In recent weeks, the Craiyon (formerly DALL-E mini) multimodal artificial intelligence (AI) model has soared in popularity on the internet. In this model, users input text prompts, which are paired with image inputs to generate newly created images. The images aim to depict text prompts and, as the model learns and responds to more requests, its self-generated images gradually match more closely with the requests of its users. As users have pushed to come up with increasingly bizarre and humorous image results, and these images have been widely reshared, the Craiyon has given the public a playful introduction to multimodal AI technology. However, the potential of multimodal AI deep learning goes far beyond creating shareable joke images—multimodal AIs have a wide range of use cases and will likely come to transform human lifeways and business organization.
Multimodal AI Technology's Influence – From Learning to Shopping & Beyond
One such example of how multimodal AI technology might heavily influence our lives is Facial Emotion Recognition (FER). FER AI models attempt to infer emotional states through analyzing facial expressions present in still images. Facial expressions are coded within the models to align with certain emotional states such as sadness, happiness, or anger. These models could be used to evaluate consumer behavior and help companies understand the popularity of certain products, packaging, or store designs by tracking changing emotional states of shoppers, or they might be used to evaluate learning in real time. By tracking changing emotional states of students, FER technology could help teachers better understand what teaching styles, lesson plans, and methodologies resonate most with their students.

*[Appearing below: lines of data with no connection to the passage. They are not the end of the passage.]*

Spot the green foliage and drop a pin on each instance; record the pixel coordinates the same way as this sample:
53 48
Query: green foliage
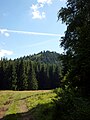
76 43
39 105
23 74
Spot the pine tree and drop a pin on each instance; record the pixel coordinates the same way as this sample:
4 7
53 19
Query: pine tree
76 43
32 81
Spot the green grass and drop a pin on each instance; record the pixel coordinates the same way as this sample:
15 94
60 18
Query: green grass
18 104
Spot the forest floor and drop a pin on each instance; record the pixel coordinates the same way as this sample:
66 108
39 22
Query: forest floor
24 105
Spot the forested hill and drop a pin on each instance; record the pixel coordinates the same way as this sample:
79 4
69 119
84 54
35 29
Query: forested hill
38 71
44 57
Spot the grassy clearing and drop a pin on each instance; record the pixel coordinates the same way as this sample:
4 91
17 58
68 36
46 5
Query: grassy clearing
22 104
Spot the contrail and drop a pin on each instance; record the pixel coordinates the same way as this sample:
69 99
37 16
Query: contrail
28 33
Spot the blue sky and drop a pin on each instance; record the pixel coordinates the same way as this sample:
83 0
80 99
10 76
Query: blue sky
29 26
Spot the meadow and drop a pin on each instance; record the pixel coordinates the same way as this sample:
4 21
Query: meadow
26 105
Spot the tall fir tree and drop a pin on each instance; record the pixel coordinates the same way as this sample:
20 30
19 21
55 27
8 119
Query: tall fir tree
76 43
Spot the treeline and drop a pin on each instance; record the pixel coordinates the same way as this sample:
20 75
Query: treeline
21 74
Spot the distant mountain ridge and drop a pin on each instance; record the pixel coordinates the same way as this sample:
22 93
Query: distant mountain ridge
44 57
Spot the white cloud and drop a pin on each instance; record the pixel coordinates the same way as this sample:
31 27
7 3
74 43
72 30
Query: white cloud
4 32
45 1
31 33
5 52
7 34
36 14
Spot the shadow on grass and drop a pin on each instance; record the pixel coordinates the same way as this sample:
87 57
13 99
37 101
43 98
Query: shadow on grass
40 112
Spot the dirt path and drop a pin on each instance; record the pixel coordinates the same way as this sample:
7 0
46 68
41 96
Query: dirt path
4 108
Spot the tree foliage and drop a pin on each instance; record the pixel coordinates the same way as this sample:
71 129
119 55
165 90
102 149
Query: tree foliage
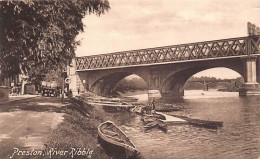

These are just a couple of potential applications of this technology, but its utility is far broader. As multimodal AI technology becomes more refined, FER models will likely become far more ubiquitous in public life. However, FER technology has limitations. RTI’s Lab 58 is working to overcome these limitations by developing a multimodal, deep learning AI model, one that processes audio along with visual data.
What is Multimodal Learning?
Human beings process the world multimodally. We rely on a wide range of sensory inputs to arrive at conclusions or grasp concepts—audio, visual, text, tactile, etc. Humans are also frequently called to produce forms of feedback—text, for example—based on separate varieties of modal inputs, such as image or audio. For example, in our daily lives we might describe the content of images with speech or written text.
Similarly, AI models can be trained to produce outputs corresponding to data inputs of other modalities. Furthermore, they can be trained to produce outputs derived from multiple kinds of data inputs simultaneously. Importantly, output modalities of multimodal learning AI models tend to hold greater accuracy when multiple sources of modal inputs are present as the models learn. But importantly, human beings do not process information and arrive at conclusions with equal weighting given to the different modal inputs—they often privilege some modalities of data over others depending on situational contexts. AI models can also be designed and trained using weighted algorithms such that certain inputs count more heavily when producing outputs. And over time, as they are utilized more extensively, the processing abilities of multimodal deep learning AI models progressively advance, allowing them to produce more relevant, useful outputs.
Multimodal AI Shortcomings – Looks Can Be Deceiving
Much of the skepticism presently directed toward FER technologies concerns the accuracy of pairing facial expressions with certain emotional states. Although it is true that people do tend to produce certain facial expressions or movements when feeling certain emotions (e.g., smiling when happy) at a level significantly greater than chance, facial expressions and emotional states do not always correlate with one another. Modes of emotional expression and communication are not universal and vary significantly across different cultures as well as within specific situational contexts.
Contemporary FER may be unable to follow through on its promise of delivering concrete determinations of emotional states. This being said, human beings themselves are not infallible when interpreting others’ feelings, especially based on visual cues or facial expressions alone. Almost everyone can recall a situation in which they misread someone’s emotional state. As such, the present limitations of FER AI models do not necessarily represent a flaw with the technology itself but more so a difficulty produced by the non-universality of human social relations and emotional expression writ large. Just as human beings depend on further context clues and different sensory modes for detecting emotions (vocal tone and timbre, speech content, etc.), emotion recognition AI models might be improved by utilizing multimodal learning rather than relying solely on visual processing.